Since June last year the Ethiopian military has been waging an offensive against separatist guerrillas that has cut off access for most aid workers and journalists to the ethnically Somali region.
“The situation is getting out of hand. Women and children and the elderly are dying from thirst and hunger,” Abdirahman Mahdi, a founding member of the Ogaden National Liberation Front (ONLF) said in a telephone interview.
“The U.N. Security Council must set up and enforce an aid corridor immediately, with international monitors, because the army is using relief supplies to fuel its campaign.”
Ethiopia’s government, an important U.S. ally in the region, routinely rejects ONLF claims that its forces withhold aid from desperate communities in the drought-stricken east.
The ONLF was formed in 1984 in the ethnically Somali region on Ethiopia’s border with Somalia. Its aims have varied between full-scale independence to joining a “Greater Somalia” to more autonomy within Ethiopia for a region it says is neglected.
Addis Ababa says the rebels are terrorists supported by Horn of Africa rival Eritrea, and points to an ONLF attack on a Chinese-run oil field in April 2007 that killed 74 people.
It says criticism of its tactics in the rocky, arid region is just defamation by “anti-peace” forces.
Mahdi said international officials who had visited Ogaden recently, including U.N. aid chief John Holmes, had underestimated the crisis.
“People are eating roots and grass, animals are dying,” he said. “And at the same time the military campaign is going on.
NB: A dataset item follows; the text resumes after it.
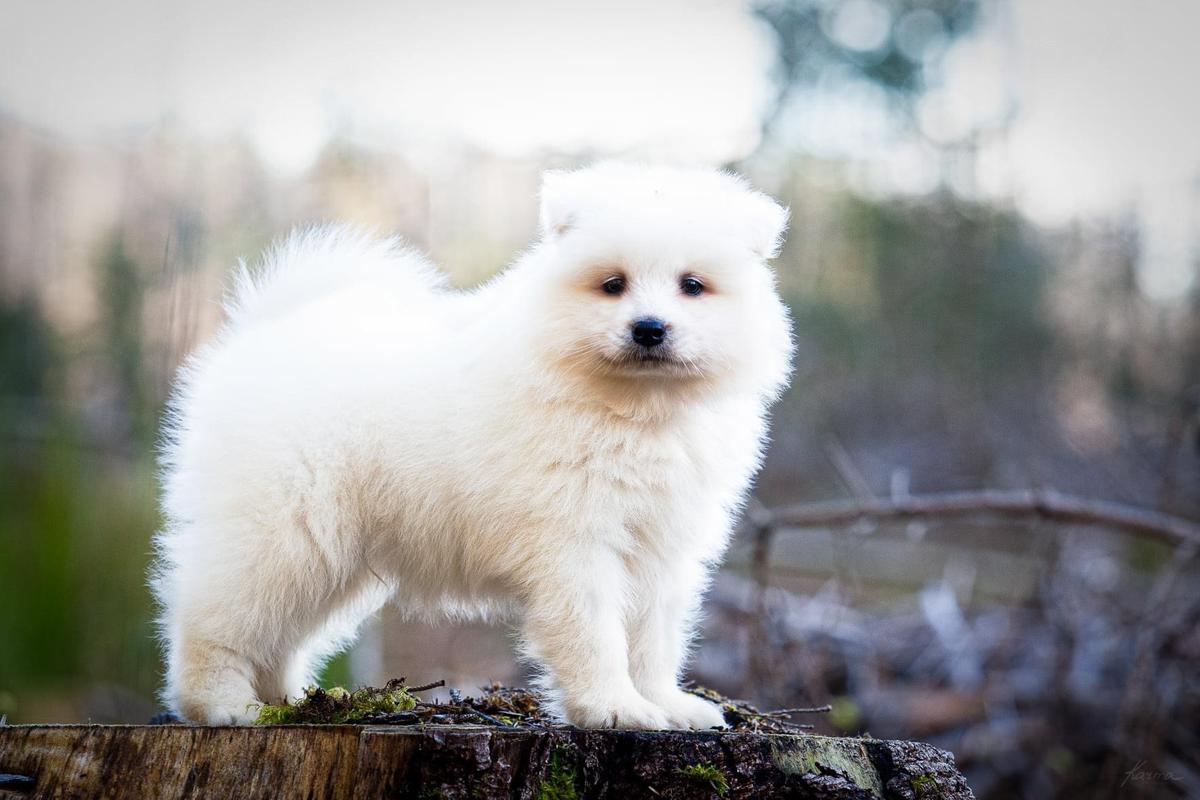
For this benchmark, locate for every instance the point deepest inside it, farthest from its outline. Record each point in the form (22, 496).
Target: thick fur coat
(568, 444)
Soldiers are shooting people, beating people, harassing them.”
Holmes said earlier this month special attention should be paid to the region and food deliveries should be speeded up.
In June, U.S.-based Human Rights Watch said donors who gave the government more than $2 billion a year in aid needed to speak out against what the group called widespread and systematic atrocities by Ethiopian troops.
HRW accused Western nations including the United States and Britain of maintaining a conspiracy of silence. Addis Ababa said the report was fabricated.
In July, regional government officials in Ogaden accused a Swiss medical charity of spreading hearsay after it stopped work there complaining of repeated obstructions, intimidation and arrests.